Dexamathasone and aspirin was well tolerated with good response rates (50%). The most common toxicities were bruising and fluid retention. It is surprising that so many developed fluid retention, as Dexamethasone is considered to be a pure glucocorticoid. It is possible that the use of aspirin at the same time influenced this. Overall, 34% required dose reduction of Dexamethasone, and clearly as lower doses can produce PSA responses, starting with a smaller dose and escalating might be an alternative strategy, particularly in asymptomatic patients with rising PSA. Several groups (Nishimura et al, 2000; Venkitaraman et al, 2008), have demonstrated the value of low-dose Dexamethasone (500 m.c.g. per day) in terms of efficacy and toxicity. However, there is a suggestion of a PSA response to increasing doses (Nishimura et al, 2000). In patients with symptomatic disease, the improvement in appetite and weight that result from a higher dose of Dexamethasone might be more appealing, as dose escalation takes time.

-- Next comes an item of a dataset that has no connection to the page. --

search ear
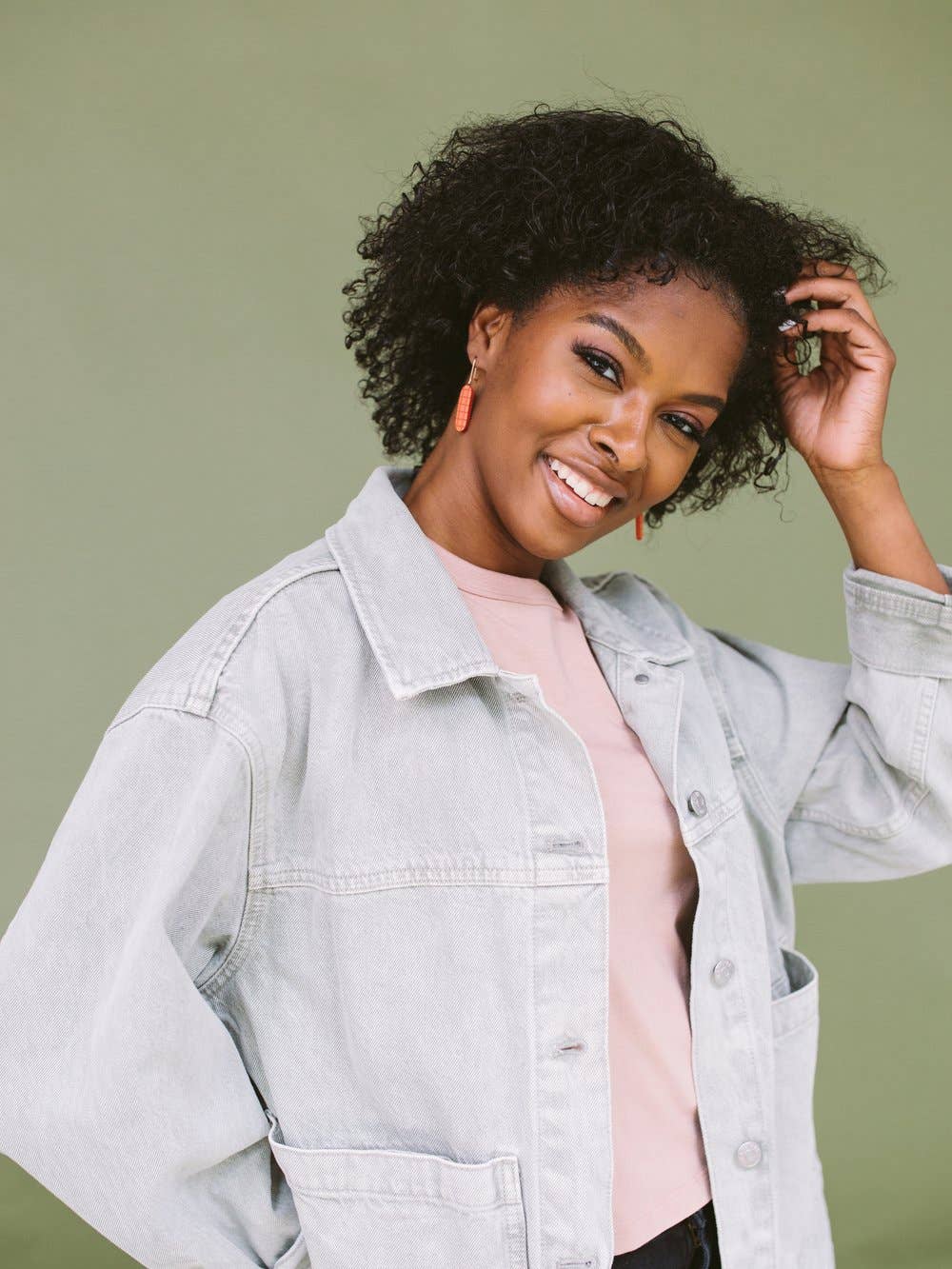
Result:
[466,302,511,369]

When reviewed for prognostic factors, it is clear that previously identified prognostic factors from other studies apply here (Hussain et al, 2006). We could not identify a particular subgroup that benefitted from either treatment approach. The effect of pre-treatment haemoglobin was particularly striking with a hazard ratio of 0.44 (P=0.004) for overall survival, confirming the finding in many cancers that the development of anaemia is a strong adverse prognostic factor. Patients treated with AAs monotherapy fared worse, despite the fact that they needed to be biochemically castrate before study entry (via addition of GnRH analogue).

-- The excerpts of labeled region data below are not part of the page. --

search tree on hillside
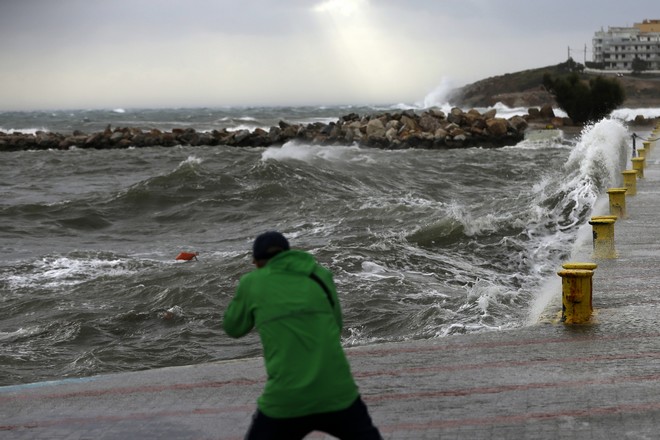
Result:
[543,73,625,124]
[632,57,649,75]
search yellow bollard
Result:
[557,269,594,324]
[630,157,646,179]
[642,141,653,159]
[561,262,598,318]
[621,170,637,196]
[607,188,627,218]
[589,217,616,258]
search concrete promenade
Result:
[0,130,660,440]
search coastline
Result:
[0,106,572,152]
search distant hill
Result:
[450,63,660,108]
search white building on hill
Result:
[593,20,660,71]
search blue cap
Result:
[252,231,289,260]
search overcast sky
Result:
[0,0,660,110]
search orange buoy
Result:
[176,252,199,261]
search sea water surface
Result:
[0,108,644,385]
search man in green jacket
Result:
[223,231,381,440]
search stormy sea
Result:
[0,106,657,386]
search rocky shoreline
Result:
[0,106,571,151]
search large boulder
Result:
[486,118,509,137]
[367,118,385,138]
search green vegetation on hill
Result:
[450,60,660,108]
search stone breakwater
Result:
[0,107,565,151]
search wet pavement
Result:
[0,129,660,440]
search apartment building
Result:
[593,20,660,71]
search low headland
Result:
[0,64,660,151]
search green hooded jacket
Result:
[223,250,358,418]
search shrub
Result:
[543,73,625,124]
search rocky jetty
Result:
[0,106,566,151]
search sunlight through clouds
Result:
[314,0,367,16]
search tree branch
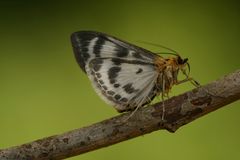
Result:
[0,70,240,160]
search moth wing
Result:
[86,58,158,112]
[71,31,156,72]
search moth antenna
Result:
[187,62,190,76]
[138,41,179,56]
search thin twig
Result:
[0,70,240,160]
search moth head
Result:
[177,55,190,77]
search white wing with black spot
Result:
[71,31,158,112]
[86,58,158,112]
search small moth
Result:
[71,31,198,115]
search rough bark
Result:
[0,70,240,160]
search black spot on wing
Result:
[102,86,107,90]
[113,83,120,88]
[107,91,115,95]
[93,36,105,57]
[90,58,103,72]
[112,58,121,66]
[122,83,138,94]
[109,79,116,84]
[114,94,121,100]
[132,52,144,59]
[98,79,104,84]
[96,73,102,78]
[120,97,128,102]
[115,47,129,57]
[136,68,143,74]
[108,67,121,83]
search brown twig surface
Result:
[0,70,240,160]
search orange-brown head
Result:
[155,55,190,94]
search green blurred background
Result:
[0,0,240,160]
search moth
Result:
[71,31,197,115]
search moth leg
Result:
[162,79,165,121]
[176,77,223,98]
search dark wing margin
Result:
[71,31,156,73]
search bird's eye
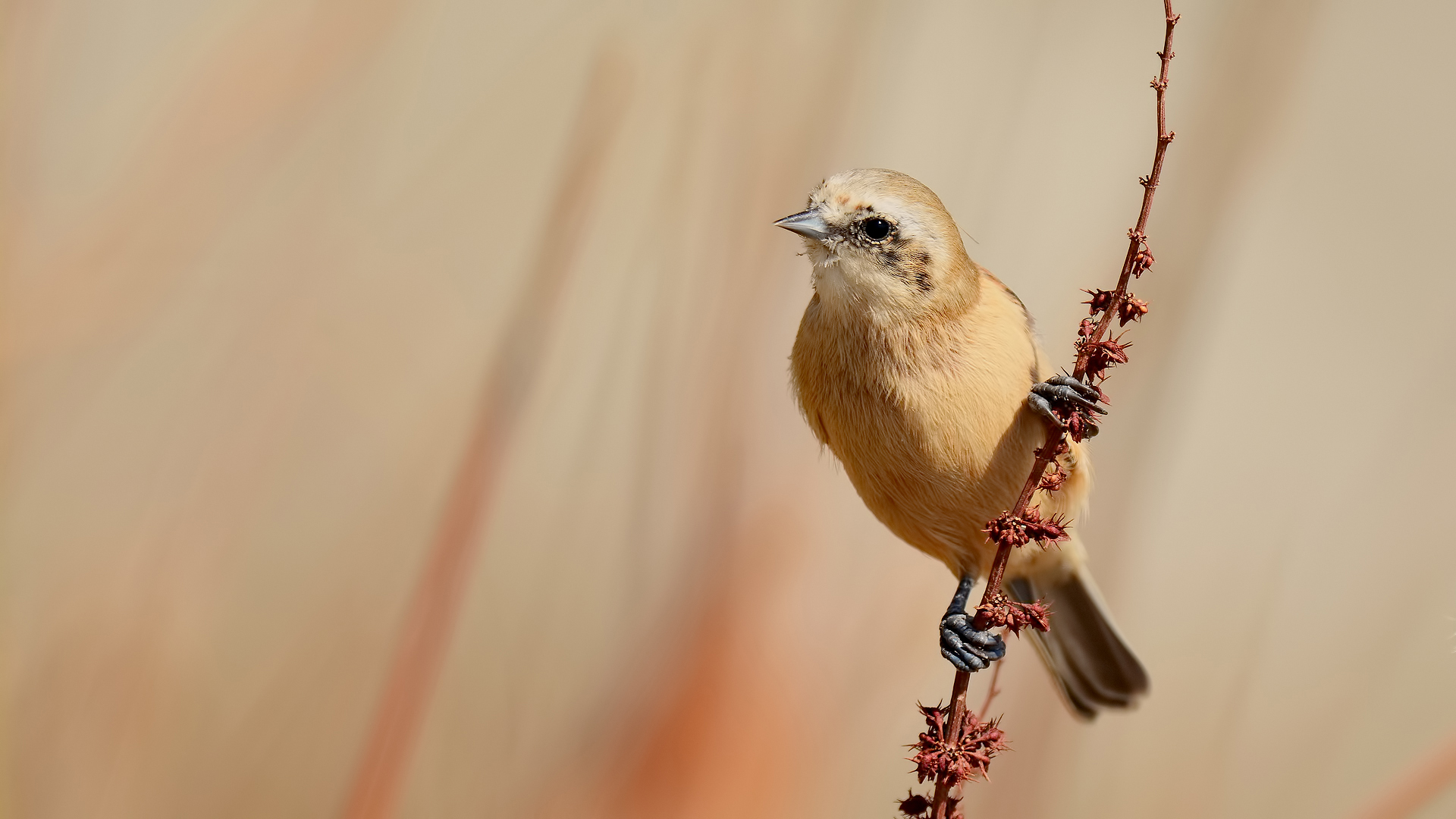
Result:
[859,218,891,242]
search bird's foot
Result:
[940,574,1006,673]
[940,612,1006,673]
[1027,376,1106,440]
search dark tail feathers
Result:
[1006,574,1147,720]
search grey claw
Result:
[1046,375,1102,400]
[940,613,1006,672]
[940,648,986,673]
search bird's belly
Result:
[826,388,1040,570]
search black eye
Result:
[859,218,890,242]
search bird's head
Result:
[774,168,977,321]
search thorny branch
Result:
[900,0,1178,819]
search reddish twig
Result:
[916,0,1178,819]
[977,657,1006,717]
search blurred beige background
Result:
[0,0,1456,819]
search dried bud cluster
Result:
[975,592,1051,634]
[981,506,1068,547]
[1117,293,1147,326]
[1078,332,1131,381]
[900,705,1006,792]
[1082,288,1112,312]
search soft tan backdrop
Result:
[0,0,1456,819]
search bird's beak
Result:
[774,207,828,242]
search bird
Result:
[774,168,1149,720]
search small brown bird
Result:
[774,169,1147,718]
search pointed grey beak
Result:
[774,209,828,242]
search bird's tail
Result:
[1006,568,1147,720]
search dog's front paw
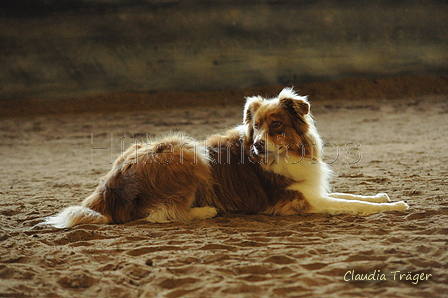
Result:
[391,201,409,211]
[374,192,391,203]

Until recently, there was a feeling that further hormone manipulations beyond androgen deprivation offered little other than transient falls in PSA, and that docetaxel-based chemotherapy should be offered for a majority following the failure of conventional androgen deprivation. It is becoming clearer that major benefits might be obtained with further hormone therapies; the interest in the drug abiraterone is supportive of this (Attard et al, 2009).

This study sheds some light on the immediate vs deferred addition of Diethylstilbestrol with Dexamethasone and Aspirin in treating patients with CRPC. Current thinking attributes prostate cancer growth and development to stimulation of the androgen receptor even at low-plasma testosterone levels (Attard et al, 2008). Others speculate that mutations may confer a broader range of potential ligand binding (Grigoryev et al, 2000; Sun et al, 2006), including corticosteroids and oestrogens. This hypothesis would explain the findings of this study, in that both drugs bind to the AR, but that Diethylstilbestrol has broader activity. To prove this, it would be necessary to reverse the sequence of study drugs, however, the fact that Dexamethasone has fewer severe side effects makes this unattractive.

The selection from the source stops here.